[Openvpn-devel] rewrite parse_hash_fingerprint()

Message ID 20210426174436.26210-1-gert@greenie.muc.de
State Changes Requested
Headers show
Series [Openvpn-devel] rewrite parse_hash_fingerprint() | expand

Commit Message

Gert Doering April 26, 2021, 7:44 a.m. UTC
The existing code was doing far too much work for too little
gain - copying the string segment for scanf(), checking extra
for spaces, making the result quite unreadable.

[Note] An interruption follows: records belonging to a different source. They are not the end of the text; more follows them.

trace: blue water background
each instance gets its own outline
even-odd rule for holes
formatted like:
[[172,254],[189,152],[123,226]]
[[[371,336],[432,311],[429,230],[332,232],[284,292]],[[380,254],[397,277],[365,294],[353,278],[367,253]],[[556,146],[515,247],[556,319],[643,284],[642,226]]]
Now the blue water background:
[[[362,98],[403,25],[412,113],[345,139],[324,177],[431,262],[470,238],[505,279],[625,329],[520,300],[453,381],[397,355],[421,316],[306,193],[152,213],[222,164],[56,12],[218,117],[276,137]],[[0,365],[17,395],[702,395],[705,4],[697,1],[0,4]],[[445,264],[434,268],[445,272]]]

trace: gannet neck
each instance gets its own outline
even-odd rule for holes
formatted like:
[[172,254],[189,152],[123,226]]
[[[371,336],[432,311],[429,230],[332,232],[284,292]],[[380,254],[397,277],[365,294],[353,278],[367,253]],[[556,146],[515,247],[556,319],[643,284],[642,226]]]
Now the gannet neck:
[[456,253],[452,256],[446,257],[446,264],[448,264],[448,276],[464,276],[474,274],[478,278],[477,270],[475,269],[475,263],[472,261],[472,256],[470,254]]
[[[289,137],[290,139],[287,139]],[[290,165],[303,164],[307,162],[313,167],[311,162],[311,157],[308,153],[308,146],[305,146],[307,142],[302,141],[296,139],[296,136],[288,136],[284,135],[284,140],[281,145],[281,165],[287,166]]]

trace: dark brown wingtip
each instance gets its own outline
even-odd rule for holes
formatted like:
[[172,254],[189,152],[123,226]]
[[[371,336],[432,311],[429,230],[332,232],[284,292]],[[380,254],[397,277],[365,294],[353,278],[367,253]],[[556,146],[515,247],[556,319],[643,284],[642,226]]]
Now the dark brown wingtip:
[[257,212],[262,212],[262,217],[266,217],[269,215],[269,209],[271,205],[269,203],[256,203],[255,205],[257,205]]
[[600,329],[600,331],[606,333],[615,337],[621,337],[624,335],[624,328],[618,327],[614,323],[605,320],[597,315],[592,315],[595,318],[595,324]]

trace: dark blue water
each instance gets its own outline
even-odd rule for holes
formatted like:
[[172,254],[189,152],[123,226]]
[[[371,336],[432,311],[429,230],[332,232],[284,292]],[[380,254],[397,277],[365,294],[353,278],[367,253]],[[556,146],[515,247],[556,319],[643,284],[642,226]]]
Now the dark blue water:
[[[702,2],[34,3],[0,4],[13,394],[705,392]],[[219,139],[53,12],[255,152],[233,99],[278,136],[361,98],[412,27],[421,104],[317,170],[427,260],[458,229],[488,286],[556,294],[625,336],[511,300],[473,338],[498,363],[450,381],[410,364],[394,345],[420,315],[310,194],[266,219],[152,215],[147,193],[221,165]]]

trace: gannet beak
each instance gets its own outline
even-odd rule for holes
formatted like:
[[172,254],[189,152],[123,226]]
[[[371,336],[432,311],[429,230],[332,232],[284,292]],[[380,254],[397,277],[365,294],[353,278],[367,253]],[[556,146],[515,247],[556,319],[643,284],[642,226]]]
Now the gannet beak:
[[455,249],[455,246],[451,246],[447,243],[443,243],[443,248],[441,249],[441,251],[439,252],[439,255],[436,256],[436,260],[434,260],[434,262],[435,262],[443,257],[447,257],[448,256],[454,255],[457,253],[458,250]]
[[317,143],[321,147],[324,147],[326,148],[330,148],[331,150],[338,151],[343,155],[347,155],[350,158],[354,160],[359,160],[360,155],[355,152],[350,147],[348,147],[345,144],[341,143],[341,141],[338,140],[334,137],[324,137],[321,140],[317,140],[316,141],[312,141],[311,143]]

Verify each segment with (short-circuited) isxdigit() checks,
then feed directly to scanf(), which will stop parsing on ':'
or end-of-string.

Rewrite error message to differenciate "hash too short" (including
number of bytes read) and "hash too long" (it did not terminate when
we had enough bytes).

While at it, add an option printer for the resulting o->verify_hash
list to show_settings().

Signed-off-by: Gert Doering <gert@greenie.muc.de>
---
 src/openvpn/options.c | 64 +++++++++++++++++++++----------------------
 1 file changed, 32 insertions(+), 32 deletions(-)

Comments

Antonio Quartulli April 26, 2021, 9:58 a.m. UTC | #1
Hi,

On 26/04/2021 19:44, Gert Doering wrote:
> The existing code was doing far too much work for too little
> gain - copying the string segment for scanf(), checking extra
> for spaces, making the result quite unreadable.
> 
> Verify each segment with (short-circuited) isxdigit() checks,
> then feed directly to scanf(), which will stop parsing on ':'
> or end-of-string.
> 
> Rewrite error message to differenciate "hash too short" (including

differenciate -> differenTiate

> number of bytes read) and "hash too long" (it did not terminate when
> we had enough bytes).
> 
> While at it, add an option printer for the resulting o->verify_hash
> list to show_settings().
> 

Thanks for this patch!
Simplifying existing code is as important as introducing new features
and this proves that the project is still well maintained. (Feature-ACK)


> Signed-off-by: Gert Doering <gert@greenie.muc.de>
> ---
>  src/openvpn/options.c | 64 +++++++++++++++++++++----------------------
>  1 file changed, 32 insertions(+), 32 deletions(-)
> 
> diff --git a/src/openvpn/options.c b/src/openvpn/options.c
> index 2a5b1393..15472878 100644
> --- a/src/openvpn/options.c
> +++ b/src/openvpn/options.c
> @@ -1082,56 +1082,43 @@ string_substitute(const char *src, int from, int to, struct gc_arena *gc)
>  static struct verify_hash_list *
>  parse_hash_fingerprint(const char *str, int nbytes, int msglevel, struct gc_arena *gc)
>  {
> -    int i;
> +    int i=0;

spaces around the '='

>      const char *cp = str;
>  
>      struct verify_hash_list *ret;
>      ALLOC_OBJ_CLEAR_GC(ret, struct verify_hash_list, gc);
>  
> -    char term = 1;
> +    char term = 0;
>      int byte;
> -    char bs[3];
>  
> -    for (i = 0; i < nbytes; ++i)
> +    while (*cp && i < nbytes)
>      {
> -        if (strlen(cp) < 2)
> +        /* valid segments consist of exactly two hex digits, then ':' or EOS */
> +        if (!isxdigit(cp[0])
> +            || !isxdigit(cp[1])

since we have a limit of 80 chars per line, how about putting the two
conditions above on the same line?

> +            || (cp[2] != ':' && cp[2] != '\0')
> +            || sscanf(cp, "%x", &byte) != 1)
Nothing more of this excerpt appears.